Opinion & Analysis

Trademark 101: Everything you need to know



What does Coca-Cola, Afia Schwarzenegger and Beyonce have in common? All these are brands with their names as assets. This means that, no one can use the names of the brands without the authorization of the owners. Using these brand names without the authorization of the owners will be considered a breach of their trademark rights.

What then is a trademark? it is basically a sign or a combination of signs that can be used to distinguish one brand from the other. It may include words such as “Everywhere You Go”, personal names such as “Afia Schwarzenegger or Beyonce”, designs such as logos, letters such as “MTN”, colours, numerals, shapes, holograms, sounds or a combination of any of these elements or slogans[i].

What is the essence of registering a trademark?

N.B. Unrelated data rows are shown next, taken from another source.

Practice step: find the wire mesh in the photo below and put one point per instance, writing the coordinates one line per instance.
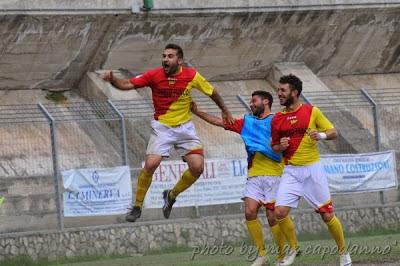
(88, 134)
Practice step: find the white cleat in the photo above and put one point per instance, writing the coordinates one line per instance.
(345, 259)
(289, 258)
(260, 261)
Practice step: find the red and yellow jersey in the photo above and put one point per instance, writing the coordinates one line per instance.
(296, 125)
(258, 164)
(172, 95)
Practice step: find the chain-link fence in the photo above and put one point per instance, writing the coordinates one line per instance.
(40, 141)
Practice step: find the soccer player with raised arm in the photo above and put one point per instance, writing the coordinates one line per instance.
(295, 132)
(171, 86)
(264, 171)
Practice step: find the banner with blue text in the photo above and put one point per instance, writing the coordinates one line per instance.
(360, 172)
(97, 191)
(223, 180)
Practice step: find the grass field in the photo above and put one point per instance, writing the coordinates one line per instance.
(366, 250)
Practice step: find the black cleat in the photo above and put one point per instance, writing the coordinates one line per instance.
(133, 214)
(167, 204)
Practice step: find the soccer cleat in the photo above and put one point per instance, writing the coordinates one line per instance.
(289, 258)
(167, 203)
(133, 214)
(345, 259)
(261, 261)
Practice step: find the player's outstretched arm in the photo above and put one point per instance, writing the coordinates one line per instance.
(216, 97)
(122, 84)
(214, 120)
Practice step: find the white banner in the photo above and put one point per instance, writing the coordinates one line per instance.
(221, 182)
(360, 172)
(97, 191)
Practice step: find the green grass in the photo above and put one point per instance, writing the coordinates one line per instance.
(379, 249)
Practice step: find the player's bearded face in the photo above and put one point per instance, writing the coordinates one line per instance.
(256, 105)
(170, 62)
(285, 95)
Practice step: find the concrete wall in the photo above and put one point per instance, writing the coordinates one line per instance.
(133, 239)
(41, 51)
(21, 5)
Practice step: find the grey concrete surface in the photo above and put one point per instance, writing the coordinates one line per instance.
(132, 239)
(159, 5)
(57, 51)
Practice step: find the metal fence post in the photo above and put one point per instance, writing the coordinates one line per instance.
(57, 181)
(377, 130)
(376, 119)
(123, 134)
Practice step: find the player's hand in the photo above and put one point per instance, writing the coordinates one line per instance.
(315, 135)
(227, 116)
(193, 107)
(284, 142)
(108, 76)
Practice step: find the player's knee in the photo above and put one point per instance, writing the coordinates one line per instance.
(281, 212)
(327, 216)
(150, 168)
(271, 217)
(197, 169)
(250, 214)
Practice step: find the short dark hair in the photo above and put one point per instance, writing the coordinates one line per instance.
(177, 48)
(264, 95)
(294, 82)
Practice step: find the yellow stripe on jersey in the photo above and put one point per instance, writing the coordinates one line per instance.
(307, 153)
(179, 111)
(264, 166)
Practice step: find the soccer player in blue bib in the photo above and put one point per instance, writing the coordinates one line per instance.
(264, 170)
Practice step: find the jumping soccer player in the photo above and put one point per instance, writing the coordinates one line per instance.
(264, 171)
(295, 132)
(171, 86)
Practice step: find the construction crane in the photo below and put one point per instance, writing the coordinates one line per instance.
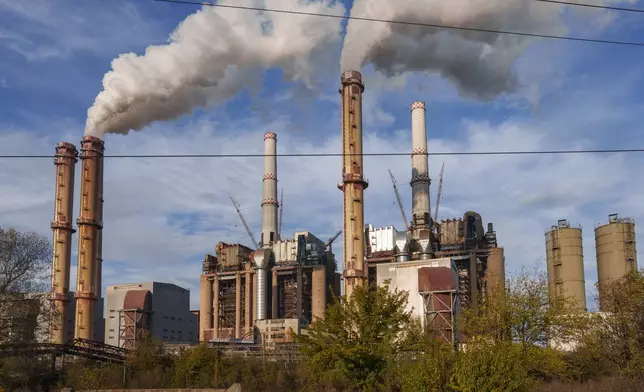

When a trademark is registered by a person, that trademark is protected from use by others who have not obtained authorization from the owner of the trademark[ii]. Considering this, where the trademark of a person is used by another without permission, the owner of the trademark can institute legal action against the perpetrator. The sanctions that may be imposed on the perpetrator include a fine or a term of imprisonment or both.

What is a trademark for?

A trademark serves two functions i.e.: (1) to identify a product; and (2) to distinguish the goods and/or services of a specific business from that of its competitors by enabling businesses differentiate themselves and their products and/or services.

First Come First Serve

It is important that businesses view their trademarks as assets and take steps to have them registered at the Trademarks Registry. This is because, trademark registrations generally operate on a first come first serve basis. Thus, where a person has registered his/her trademark or has submitted a trademark application, that person will have priority over another person who on a later date submits a trademark application in respect of the same mark or a similar mark. What this means is that, if Kwamina is the owner of XYZ mark and does not take steps to register it and Ayele registers or submits an application for registration of XYZ as her mark, Kwamina may be refused to register XYZ as it will be owned by Ayele or Ayele will have priority for submitting the trademark application first. There are however situations where the first come first serve basis may not apply because of nuances such as prior use and/or how popular the trademark is in the public domain.

First to Use

Even though the First Come First Serve basis is an important factor in trademark registration, an owner of a trademark may argue ‘First to Use’, which is where an owner who has first used the mark can establish that the mark was used by him/her prior to an application by an applicant who has filed for registration. Where the ‘First to use’ argument is upheld, the owner of the trademark will prevail and be granted the right to the trademark. For instance, Nana Afua has not registered but uses ABC mark for her plantain chips business which is very popular and known by all in Ghana, Edem applies for trademark protection of his mark which is ABC mark, the principle of first to use may come to play. Nana Afua may be granted the rights to use and own ABC mark since she used that mark first.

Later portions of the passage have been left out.